SAMPIT – Salah satu stand peserta Calon Guru Penggerak (CGP) Angkatan 11 Kabupaten Seruyan dalam pelaksanaan panen hasil belajar menampilkan produk unik dan inovatif, yaitu kerajinan ulin dan serbuk jahe merah original yang merupakan produk andalan dari stand kelas C.
Produk itu ditampilkan pada Kegiatan Pertemuan Tatap Muka (PTM) 4 Pendidikan Guru Penggerak Angkatan 11 Daerah Khusus (DASUS) Kabupaten Seruyan yang telah sampai kepada tahap akhir, yaitu kegiatan rencana kerja dan panen hasil belajar.
“Pada kegiatan panen hasil belajar ini sendiri seluruh CGP di setiap kelas akan memamerkan hasil belajar yang dilaksanakan selama 6 bulan, yang dimulai pada bulan Juli sampai dengan Desember 2024,”kata seorang Guru SMPN 1 Suling Tambun Tri Hermanto, Kamis 5 Desember 2024.
Yaitu, baik hasil belajar di kelas dari pertemuan sebelumnya, maupun program yang dilaksanakan di sekolah, begitu juga dengan program praktik-praktik baik yang dilaksanakan di seluruh sekolah yang diikuti oleh seluruh peserta CGP.
Dalam panen hasil belajar sendiri stand yang dibuat terdapat 4 buah stand yang terdiri dari 3 kelas, yakni kelas A, B dan C.
“Ada produk yang unik ditampilkan oleh Kelas C yakni produk-produk olahan lokal yang dibuat oleh murid di sekolah yang dibimbing oleh guru.
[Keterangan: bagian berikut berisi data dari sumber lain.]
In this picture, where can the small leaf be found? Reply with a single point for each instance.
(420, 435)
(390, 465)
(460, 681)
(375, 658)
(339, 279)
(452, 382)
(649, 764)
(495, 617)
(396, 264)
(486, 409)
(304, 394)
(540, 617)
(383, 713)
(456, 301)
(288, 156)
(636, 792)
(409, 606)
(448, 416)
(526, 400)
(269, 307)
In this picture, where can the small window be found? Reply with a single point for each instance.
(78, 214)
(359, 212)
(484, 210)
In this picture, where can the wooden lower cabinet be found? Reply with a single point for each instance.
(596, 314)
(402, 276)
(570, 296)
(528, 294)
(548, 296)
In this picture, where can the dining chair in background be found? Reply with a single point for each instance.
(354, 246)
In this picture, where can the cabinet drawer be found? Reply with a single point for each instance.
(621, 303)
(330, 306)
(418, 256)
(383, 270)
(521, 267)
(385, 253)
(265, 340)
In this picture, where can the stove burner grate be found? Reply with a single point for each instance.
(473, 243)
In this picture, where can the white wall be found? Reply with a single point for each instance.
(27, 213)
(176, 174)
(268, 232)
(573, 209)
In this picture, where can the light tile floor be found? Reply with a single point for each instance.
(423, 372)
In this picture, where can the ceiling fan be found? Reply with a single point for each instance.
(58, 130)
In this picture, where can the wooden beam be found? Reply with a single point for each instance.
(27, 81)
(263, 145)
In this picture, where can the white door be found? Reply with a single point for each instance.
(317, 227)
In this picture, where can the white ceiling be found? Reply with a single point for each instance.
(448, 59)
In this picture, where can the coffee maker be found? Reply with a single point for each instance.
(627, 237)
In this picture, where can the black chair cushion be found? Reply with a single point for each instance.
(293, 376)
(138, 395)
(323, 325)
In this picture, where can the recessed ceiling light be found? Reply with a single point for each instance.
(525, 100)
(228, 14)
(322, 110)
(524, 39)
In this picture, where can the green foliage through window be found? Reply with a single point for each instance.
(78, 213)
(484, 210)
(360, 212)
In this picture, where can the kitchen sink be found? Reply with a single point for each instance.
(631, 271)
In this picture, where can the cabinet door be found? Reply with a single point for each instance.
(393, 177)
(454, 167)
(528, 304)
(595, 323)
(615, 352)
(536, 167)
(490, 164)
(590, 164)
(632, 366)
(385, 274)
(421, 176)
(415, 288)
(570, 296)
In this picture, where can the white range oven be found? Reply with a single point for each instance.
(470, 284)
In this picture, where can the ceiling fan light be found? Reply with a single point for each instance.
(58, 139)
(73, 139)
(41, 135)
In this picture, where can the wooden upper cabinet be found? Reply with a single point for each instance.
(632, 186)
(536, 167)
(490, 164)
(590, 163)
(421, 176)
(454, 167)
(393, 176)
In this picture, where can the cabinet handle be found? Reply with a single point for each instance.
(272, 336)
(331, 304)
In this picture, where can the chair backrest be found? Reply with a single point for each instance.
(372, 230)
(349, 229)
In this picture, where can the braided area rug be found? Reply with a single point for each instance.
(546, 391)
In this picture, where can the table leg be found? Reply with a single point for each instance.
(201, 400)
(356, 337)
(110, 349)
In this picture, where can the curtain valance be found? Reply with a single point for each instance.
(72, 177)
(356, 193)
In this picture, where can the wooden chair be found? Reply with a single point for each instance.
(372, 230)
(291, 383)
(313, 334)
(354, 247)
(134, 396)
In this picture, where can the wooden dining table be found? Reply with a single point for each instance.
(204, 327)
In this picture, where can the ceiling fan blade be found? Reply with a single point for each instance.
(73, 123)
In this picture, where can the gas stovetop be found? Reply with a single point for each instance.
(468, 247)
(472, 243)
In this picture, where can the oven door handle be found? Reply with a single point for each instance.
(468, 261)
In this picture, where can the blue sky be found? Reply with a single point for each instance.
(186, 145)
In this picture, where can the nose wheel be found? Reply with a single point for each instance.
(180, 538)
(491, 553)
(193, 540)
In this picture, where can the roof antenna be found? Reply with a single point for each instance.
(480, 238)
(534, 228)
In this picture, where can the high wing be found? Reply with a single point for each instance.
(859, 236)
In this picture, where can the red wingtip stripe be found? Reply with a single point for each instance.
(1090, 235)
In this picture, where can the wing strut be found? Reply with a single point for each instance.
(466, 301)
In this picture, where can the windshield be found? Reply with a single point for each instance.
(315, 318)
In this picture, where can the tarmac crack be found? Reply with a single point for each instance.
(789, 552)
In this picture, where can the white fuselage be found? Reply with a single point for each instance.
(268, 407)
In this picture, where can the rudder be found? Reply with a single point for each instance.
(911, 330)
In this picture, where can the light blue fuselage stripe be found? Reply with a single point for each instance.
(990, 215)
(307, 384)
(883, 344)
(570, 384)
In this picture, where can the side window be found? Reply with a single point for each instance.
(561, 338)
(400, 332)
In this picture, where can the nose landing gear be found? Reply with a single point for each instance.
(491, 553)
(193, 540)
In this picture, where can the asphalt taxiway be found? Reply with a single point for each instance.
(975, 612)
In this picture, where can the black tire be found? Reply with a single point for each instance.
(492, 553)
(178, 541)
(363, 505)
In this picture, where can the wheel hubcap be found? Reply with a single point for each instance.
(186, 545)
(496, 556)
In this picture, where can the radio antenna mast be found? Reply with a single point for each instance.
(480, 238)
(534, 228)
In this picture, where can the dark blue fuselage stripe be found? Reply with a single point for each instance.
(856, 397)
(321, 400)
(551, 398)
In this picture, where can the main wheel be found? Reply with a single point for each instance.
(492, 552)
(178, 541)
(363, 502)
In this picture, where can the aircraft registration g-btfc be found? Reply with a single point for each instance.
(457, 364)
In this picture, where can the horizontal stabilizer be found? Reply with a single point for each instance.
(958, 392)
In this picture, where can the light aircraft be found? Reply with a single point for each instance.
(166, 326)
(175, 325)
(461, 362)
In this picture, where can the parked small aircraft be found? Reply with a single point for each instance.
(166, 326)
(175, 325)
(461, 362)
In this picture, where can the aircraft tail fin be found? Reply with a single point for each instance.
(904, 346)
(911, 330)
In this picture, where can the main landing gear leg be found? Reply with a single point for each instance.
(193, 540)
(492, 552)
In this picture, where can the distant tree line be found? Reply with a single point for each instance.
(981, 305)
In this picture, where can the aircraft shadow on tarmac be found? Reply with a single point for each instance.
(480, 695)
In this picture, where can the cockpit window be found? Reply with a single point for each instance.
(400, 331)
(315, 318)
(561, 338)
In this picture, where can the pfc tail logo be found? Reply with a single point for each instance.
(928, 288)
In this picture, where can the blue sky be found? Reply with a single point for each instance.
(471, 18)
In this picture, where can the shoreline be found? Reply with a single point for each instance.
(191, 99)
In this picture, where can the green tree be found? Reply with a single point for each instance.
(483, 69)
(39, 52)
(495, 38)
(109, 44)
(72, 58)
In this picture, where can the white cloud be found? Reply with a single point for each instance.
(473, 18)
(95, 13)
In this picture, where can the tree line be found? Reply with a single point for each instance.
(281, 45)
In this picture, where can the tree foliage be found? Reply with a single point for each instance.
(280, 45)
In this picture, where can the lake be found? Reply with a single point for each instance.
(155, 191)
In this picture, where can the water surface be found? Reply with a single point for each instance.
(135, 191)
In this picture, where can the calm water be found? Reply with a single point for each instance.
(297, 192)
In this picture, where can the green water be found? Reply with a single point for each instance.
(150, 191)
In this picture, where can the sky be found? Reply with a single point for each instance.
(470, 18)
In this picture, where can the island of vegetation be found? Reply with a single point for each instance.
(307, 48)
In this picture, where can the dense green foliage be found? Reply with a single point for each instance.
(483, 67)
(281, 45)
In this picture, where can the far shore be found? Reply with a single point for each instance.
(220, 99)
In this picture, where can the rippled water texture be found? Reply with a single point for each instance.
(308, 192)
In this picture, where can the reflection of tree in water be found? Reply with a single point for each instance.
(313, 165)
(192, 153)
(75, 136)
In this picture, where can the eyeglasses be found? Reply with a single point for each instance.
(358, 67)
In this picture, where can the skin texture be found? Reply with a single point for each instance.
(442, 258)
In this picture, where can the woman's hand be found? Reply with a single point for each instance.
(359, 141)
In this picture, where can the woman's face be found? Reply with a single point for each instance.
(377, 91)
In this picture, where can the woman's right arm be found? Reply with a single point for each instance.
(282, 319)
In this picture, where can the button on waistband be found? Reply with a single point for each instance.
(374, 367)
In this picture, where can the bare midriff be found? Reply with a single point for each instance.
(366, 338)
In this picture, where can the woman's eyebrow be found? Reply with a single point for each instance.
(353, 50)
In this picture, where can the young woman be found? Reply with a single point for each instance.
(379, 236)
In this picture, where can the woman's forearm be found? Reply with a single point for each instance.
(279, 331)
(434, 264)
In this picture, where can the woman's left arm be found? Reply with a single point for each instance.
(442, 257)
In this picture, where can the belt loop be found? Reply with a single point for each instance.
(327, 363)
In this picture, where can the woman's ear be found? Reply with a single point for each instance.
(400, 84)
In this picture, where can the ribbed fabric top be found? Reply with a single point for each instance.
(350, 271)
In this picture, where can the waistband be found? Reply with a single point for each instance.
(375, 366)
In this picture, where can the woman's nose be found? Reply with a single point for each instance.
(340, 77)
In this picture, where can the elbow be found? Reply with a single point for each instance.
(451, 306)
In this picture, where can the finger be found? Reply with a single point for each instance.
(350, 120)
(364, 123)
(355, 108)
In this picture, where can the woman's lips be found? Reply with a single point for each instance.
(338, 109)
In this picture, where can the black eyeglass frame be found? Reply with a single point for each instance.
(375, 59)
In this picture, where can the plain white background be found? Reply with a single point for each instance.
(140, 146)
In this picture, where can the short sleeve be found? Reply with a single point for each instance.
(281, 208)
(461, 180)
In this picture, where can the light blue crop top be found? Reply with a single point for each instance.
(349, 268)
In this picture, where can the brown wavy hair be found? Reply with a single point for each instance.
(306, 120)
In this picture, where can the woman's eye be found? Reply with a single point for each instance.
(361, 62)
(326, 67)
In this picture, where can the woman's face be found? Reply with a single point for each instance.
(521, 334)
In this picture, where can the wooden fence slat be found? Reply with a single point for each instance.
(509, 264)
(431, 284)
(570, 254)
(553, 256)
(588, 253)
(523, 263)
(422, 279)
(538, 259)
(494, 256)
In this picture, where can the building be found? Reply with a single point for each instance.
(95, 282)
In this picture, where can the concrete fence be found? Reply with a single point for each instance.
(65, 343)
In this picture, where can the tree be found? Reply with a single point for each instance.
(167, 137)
Beberapa produk seperti olahan makanan, karya-karya siswa sampai dengan produk yang bernilai ekonomis tampil di dalam setiap stand,”bebernya.
Menurutnya, dari semua produk yang khas dari kelas C yang notabene berada di daerah 3T, yakni produk-produk dari bahan ulin yang ditampilkan oleh guru-guru dari SMAN 1 Seruyan Hulu dan SMPN 1 Suling Tambun.
Aapun produk tersebut berupa olahan talenan dan juga cobek yang terbuat dari ulin. Hal ini mendapat apresiasi dan antusias dari seluruh pengunjung, bahkan talenan dan cobek habis sampai ada yang tidak kebagian.
“Produk ini asli dari Suling Tambun dengan memanfaatkan sisa-sisa kayu yang ada di sekitar lingkungan, kemudian diolah menjadi bentuk dengan nilai ekonomis oleh murid yang ada di sekolah,”bebernya.
Selain kerajinan atau produk dari ulin, ciri khas yang lain adalah serbuk jahe merah original yang dibuat oleh murid-murid SDN Tumbang Magin.
SDN Tumbang Magin sendiri merupakan sekolah paling ujung yang ada di kecamatan Suling Tambun dari kabupaten Seruyan yang saat ini masih belum dialiri listrik.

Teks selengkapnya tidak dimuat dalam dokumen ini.